Who among us hasn’t watched in awe as broadcaster John Simpson stood at the foreground of some scene of devastation, giving his report as bombs exploded and gunshot strafed the sky? Or looked on in admiration as he asked the tough questions of presidents and dictators that no one else dared?
John, who started with the BBC in 1966, has reported from 140 countries and interviewed around 190 presidents, emperors, kings and prime ministers including Gorbachev, Thatcher, Putin, Gaddafi and Mugabe.
John has reported from 140 countries and interviewed around 190 presidents, emperors, kings and prime ministers including Gorbachev, Thatcher, Putin, Gaddafi and Mugabe
During the Iranian revolution John flew to Tehran with Ayatollah Khomeini. He danced on the Berlin Wall after it came down in 1989 and covered the end of South African apartheid in 1994. He watched missiles fall on Baghdad in the first Gulf War, and was in Northern Iraq during the 2003 invasion. He reported on the fall of Kabul in 2001 and the contested election in Iran in 2009. In 1991 he was made a CBE.

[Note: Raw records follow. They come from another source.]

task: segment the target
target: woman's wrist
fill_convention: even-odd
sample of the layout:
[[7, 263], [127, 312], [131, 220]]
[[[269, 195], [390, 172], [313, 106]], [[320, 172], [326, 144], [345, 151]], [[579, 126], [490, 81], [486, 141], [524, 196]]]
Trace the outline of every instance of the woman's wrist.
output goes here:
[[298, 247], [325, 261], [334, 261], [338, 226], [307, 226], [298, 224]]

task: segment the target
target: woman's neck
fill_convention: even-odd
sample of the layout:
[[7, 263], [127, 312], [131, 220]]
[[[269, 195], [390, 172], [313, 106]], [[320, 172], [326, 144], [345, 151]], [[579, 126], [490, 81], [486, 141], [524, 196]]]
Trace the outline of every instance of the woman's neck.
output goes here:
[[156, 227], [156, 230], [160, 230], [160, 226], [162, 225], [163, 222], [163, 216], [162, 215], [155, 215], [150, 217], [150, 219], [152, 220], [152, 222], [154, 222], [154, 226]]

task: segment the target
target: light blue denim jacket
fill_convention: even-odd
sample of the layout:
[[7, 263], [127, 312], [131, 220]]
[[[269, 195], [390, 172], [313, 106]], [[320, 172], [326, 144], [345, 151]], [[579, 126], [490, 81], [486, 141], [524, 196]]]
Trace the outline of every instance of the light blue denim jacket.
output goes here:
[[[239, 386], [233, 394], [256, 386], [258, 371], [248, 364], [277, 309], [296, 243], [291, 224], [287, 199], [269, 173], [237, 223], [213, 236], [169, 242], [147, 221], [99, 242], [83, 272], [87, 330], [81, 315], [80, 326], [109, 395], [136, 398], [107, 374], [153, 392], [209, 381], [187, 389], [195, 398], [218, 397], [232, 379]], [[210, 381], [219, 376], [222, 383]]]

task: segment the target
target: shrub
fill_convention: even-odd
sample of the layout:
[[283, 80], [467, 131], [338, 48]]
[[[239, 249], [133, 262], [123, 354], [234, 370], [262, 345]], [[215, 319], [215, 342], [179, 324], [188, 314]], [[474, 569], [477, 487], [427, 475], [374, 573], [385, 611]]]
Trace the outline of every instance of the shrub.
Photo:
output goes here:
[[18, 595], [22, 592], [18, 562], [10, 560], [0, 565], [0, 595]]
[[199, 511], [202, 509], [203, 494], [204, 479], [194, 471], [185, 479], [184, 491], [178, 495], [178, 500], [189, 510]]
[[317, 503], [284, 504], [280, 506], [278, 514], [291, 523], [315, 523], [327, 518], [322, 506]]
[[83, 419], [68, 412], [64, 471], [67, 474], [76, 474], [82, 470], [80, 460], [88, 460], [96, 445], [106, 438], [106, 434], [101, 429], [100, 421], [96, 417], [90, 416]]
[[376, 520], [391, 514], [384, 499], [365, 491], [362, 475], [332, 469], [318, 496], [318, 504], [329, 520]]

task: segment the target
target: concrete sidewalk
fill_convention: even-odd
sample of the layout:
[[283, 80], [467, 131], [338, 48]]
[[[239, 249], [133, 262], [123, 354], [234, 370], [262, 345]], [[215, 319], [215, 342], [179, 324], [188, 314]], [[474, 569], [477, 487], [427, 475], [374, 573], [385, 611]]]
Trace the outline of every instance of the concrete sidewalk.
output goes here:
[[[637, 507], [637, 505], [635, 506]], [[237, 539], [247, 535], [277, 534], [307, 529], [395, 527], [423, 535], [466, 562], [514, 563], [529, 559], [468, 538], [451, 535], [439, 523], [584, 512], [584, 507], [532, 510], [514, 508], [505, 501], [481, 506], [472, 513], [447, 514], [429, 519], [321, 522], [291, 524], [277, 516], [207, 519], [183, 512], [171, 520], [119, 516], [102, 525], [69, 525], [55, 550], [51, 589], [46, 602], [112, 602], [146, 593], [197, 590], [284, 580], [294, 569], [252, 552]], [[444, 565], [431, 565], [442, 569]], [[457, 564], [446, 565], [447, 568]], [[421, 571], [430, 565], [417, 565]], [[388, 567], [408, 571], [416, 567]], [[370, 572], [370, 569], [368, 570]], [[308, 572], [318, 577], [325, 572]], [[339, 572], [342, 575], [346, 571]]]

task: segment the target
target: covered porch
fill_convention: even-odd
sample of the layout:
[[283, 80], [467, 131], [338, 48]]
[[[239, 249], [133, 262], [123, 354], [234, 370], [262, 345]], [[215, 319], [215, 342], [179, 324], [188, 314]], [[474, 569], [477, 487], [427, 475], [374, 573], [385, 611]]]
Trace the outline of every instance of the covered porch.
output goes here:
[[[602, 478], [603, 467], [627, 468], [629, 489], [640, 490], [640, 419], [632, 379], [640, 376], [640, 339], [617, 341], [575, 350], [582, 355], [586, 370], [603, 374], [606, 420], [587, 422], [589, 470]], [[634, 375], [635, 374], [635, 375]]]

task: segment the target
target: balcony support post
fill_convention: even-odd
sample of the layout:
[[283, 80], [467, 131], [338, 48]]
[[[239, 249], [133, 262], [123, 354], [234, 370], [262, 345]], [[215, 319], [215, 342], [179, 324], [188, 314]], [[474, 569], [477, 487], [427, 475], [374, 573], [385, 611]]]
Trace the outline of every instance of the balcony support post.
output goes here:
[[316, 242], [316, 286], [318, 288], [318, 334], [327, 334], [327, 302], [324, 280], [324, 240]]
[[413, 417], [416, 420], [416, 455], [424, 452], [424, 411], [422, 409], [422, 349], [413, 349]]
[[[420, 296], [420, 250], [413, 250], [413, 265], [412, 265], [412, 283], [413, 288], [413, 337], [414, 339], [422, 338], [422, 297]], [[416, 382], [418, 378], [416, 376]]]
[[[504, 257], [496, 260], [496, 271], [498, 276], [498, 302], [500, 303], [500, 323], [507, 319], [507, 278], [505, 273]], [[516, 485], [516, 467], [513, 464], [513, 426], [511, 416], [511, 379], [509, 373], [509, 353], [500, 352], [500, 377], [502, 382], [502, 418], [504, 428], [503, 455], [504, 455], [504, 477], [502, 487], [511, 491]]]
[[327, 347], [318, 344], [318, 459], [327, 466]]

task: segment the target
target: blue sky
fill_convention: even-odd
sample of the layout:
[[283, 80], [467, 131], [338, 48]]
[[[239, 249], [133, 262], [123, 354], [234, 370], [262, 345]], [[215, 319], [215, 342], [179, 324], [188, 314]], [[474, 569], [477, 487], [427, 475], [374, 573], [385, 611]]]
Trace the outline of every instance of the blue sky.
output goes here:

John’s written several non-fiction books about his career and now he’s made his first foray into fiction with Moscow, Midnight, a thriller set in the Russian underworld. But his talk at Perth Theatre as part of the annual Perth Festival of the Arts didn’t feel like just a plug for his latest work. He only mentioned it towards the end, smilingly confiding in us that he had great fun writing it but “the problem is, I now have to write another one”. Instead he treated the audience to stories of his life and career as the best-loved BBC foreign correspondent.
Take, for example, his broadcasts from Beijing in 1989, when government tanks rolled into Tiananmen Square and hundreds of young students were shot, despite taking part in non-violent protest. He admits that he was “emotionally drawn into that situation”. Later, at their hotel facing onto the square, John chatted across balconies with a South Korean journalist. A short time later, when the troops turned their guns on the buildings surrounding the square, the journalist was shot in the chest. John never found out if he survived.
He danced on the Berlin Wall after it came down in 1989 and covered the end of South African apartheid in 1994.
What kind of person can do such a job? To be emotionally involved enough to report with empathy, but to be committed enough to the story to stay and witness atrocities when others are fleeing. “In my profession,” he said, “you almost get resigned to the fact you may not make it through the night.” It was an insight into his character and the reality of his work.
During the questions, he answered with charm, wit and more great stories. What was his childhood like? For a time he lived with his dad, happily, in a house in East Anglia that “resembled the Psycho house”. What does he think of Trump? Not much, as it turns out – not surprisingly. Who are the most memorable people he’s interviewed? Among them is Nelson Mandela, whom he found to be a “kind, lovely man” and King Hussein of Jordan, the present king’s father, who was always “full of good jokes”.
Eventually John has to take his leave and we see him again out front, signing books. He is the consummate gentleman, talking to everyone in the long queue as though they were the first and only people there. I’m sure everyone wished the same as we did: that John will hurry back to Perth when his next book is published.